- Nickname: KCL
- Kulkacharla Kulkacharla
- Coordinates: 17°00′58″N 77°52′23″E﻿ / ﻿17.016°N 77.873°E
- Country: India
- State: Telangana
- District: Vikarabad
- Taluka: Pargi

Government
- • Body: Gram Panchayat Sarpanch: Varwala Anjilayya

Population
- • Total: 8,000 (estimate)

Languages
- • Official: Telugu
- Time zone: UTC+5:30 (IST)
- Postal code: 509335
- Telephone code: 08542
- Vehicle registration: TG 34
- Website: telangana.gov.in vikarabad.telangana.gov.in

= Kulkacherla =

Kulkacherla is a village & mandal headquarters in Vikarabad district of the Indian state of Telangana. Most of the population here is dependent on agriculture.

== Administration ==
Prior to re-organisation of districts in Telangana, Kulkacherla mandal was a part of Rangareddy district. It falls under the Pargi Assembly constituency and the Chevella Lok Sabha constituency.

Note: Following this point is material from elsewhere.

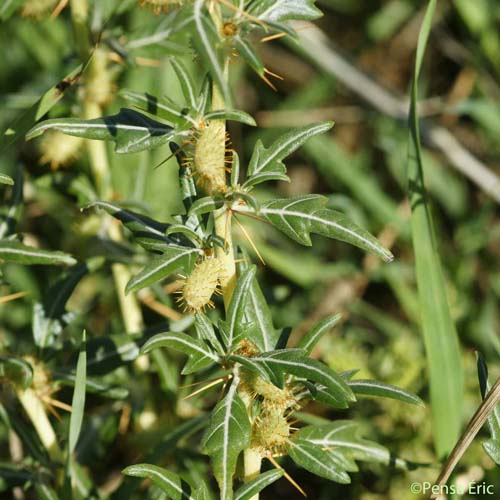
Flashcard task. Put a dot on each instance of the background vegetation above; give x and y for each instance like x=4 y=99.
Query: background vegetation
x=354 y=67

TRS, INC and BJP are the major political parties here.

== Places of interest ==
Pambanda Ramalingeswara temple, which is 2 km away from Kulkacherla, is a holy place for Hindus.

== Transportation ==
It is well connected to the state capital Hyderabad (90 kilometers) and other nearby towns (Mahbubnagar, Shadnagar, Vikarabad, Tandur, Pargi, Chevella, Shamshabad, Kosgi and Kodangal) by road. Nearest railway stations are Mahbubnagar (38 km), Vikarabad (40 km), Shadnagar (42 km) and Tandur (50 km). It is 80 km far from the Rajiv Gandhi International Airport, Shamshabad.